Saturday, December 05, 2015

Three Word Wednesday—The Christmas Letter

Three Word Wednesday gives writers, poets and those who journal a mid-week jolt of creativity. Each week, three words are selected; and participants create something with those words. Then they return to the website and post the link. This week’s suggestions:

Lackadaisical, adjective: lacking enthusiasm and determination; carelessly lazy.
Makeshift, adjective: serving as a temporary substitute; sufficient for the time being; noun: a temporary substitute or device.
Nude, adjective: wearing no clothes; naked; depicting or performed by naked people; (especially of hosiery) flesh-colored; noun: a naked human figure, typically as the subject of a painting, sculpture, or photograph; flesh color.

christmas_tree_letter_to_santa

The Christmas Letter
by Norma J. Bruce
December 2, 2015

The page is almost nude, missing inspiration.
The 2015 Christmas letter has stalled.
It looks makeshift, a temporary substitute
For the lively travel log and holiday schedule
I had hoped to create.
My lackadaisical attitude is pushed by a short time frame,
And so  I start again.

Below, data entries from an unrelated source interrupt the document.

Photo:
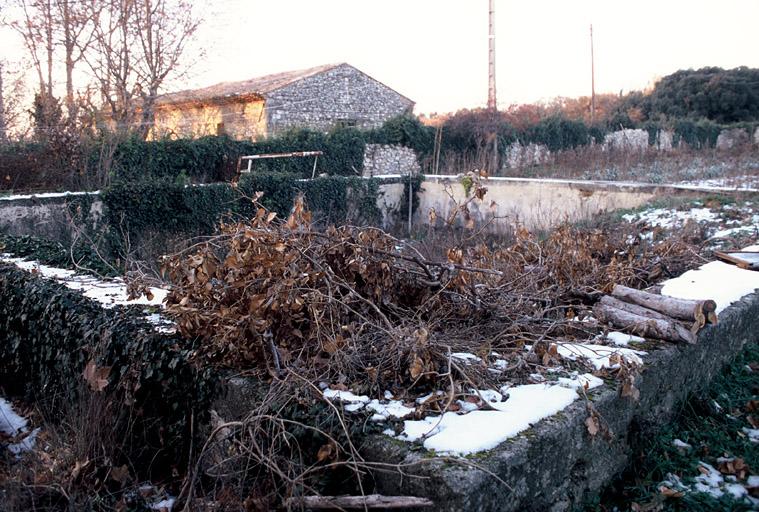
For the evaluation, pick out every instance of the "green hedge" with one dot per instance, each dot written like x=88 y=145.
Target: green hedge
x=50 y=333
x=213 y=158
x=173 y=208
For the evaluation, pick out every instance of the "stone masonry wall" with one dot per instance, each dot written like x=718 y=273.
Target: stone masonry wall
x=342 y=95
x=383 y=159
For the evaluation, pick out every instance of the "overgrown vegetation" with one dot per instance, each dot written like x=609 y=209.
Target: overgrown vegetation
x=60 y=349
x=365 y=312
x=711 y=424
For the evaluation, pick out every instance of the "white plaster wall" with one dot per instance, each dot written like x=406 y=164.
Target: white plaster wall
x=535 y=204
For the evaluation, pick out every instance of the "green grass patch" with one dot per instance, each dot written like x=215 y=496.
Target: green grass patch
x=712 y=430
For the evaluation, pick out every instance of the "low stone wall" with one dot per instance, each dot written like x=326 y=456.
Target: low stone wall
x=384 y=159
x=557 y=465
x=48 y=215
x=50 y=333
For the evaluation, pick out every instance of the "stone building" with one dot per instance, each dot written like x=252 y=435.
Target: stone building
x=319 y=98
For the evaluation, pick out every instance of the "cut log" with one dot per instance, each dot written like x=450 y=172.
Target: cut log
x=633 y=308
x=373 y=501
x=669 y=330
x=681 y=309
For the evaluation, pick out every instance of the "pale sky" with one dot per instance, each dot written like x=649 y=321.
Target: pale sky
x=435 y=51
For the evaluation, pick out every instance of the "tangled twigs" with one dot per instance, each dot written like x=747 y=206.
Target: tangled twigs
x=358 y=304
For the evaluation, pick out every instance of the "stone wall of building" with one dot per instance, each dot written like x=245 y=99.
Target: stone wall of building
x=383 y=159
x=341 y=96
x=731 y=138
x=243 y=119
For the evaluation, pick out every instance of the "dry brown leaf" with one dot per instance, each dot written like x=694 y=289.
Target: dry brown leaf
x=592 y=424
x=96 y=376
x=327 y=452
x=670 y=493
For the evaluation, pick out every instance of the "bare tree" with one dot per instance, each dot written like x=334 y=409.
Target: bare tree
x=74 y=26
x=136 y=46
x=3 y=126
x=35 y=24
x=12 y=93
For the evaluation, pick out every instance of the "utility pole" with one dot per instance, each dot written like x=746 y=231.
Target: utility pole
x=492 y=104
x=592 y=80
x=3 y=127
x=491 y=57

It reappears on the back of the card.
Problem solved.

Friday, November 27, 2015

Three Word Wednesday for November 25

I must have been thinking turkey and pumpkin pie, because the 3WW day slipped right past me.  The clues this week are:

Habitual, adjective: done or doing constantly or as a habit, regular; usual.

Illustrious, adjective: well known, respected, and admired for past achievements.

Jumbled, verb: mix up in a confused or untidy way

and there is an event being reported on TV.


“Active shooter situation, Colorado Springs”
Norma J. Bruce
November 27, 2015

Several are injured, and the police are swarming.
Jumbled thoughts as family and friends agonize.
By-standers send in video and reports.
Waiting.  Waiting. A hostage is released! Then another!
These shootings seem to be habitual.
Except the victims and aggressors are different each time,
Illustrious of past events of which they were never a part
And could not ever imagine.

Friday, November 20, 2015

Three word Wednesday, post Paris poem

The words to use this week are not difficult to use as looking back to Friday the 13th and the events in Paris:

Enigmatic, adjective: difficult to interpret or understand; mysterious.
Faulty, adjective: working badly or unreliably because of imperfections, (of reasoning and other mental processes) mistaken or misleading because of flaws, having or displaying weaknesses.
Grovel, verb: lie or move abjectly on the ground with one's face downward, act in an obsequious manner in order to obtain someone's forgiveness or favor.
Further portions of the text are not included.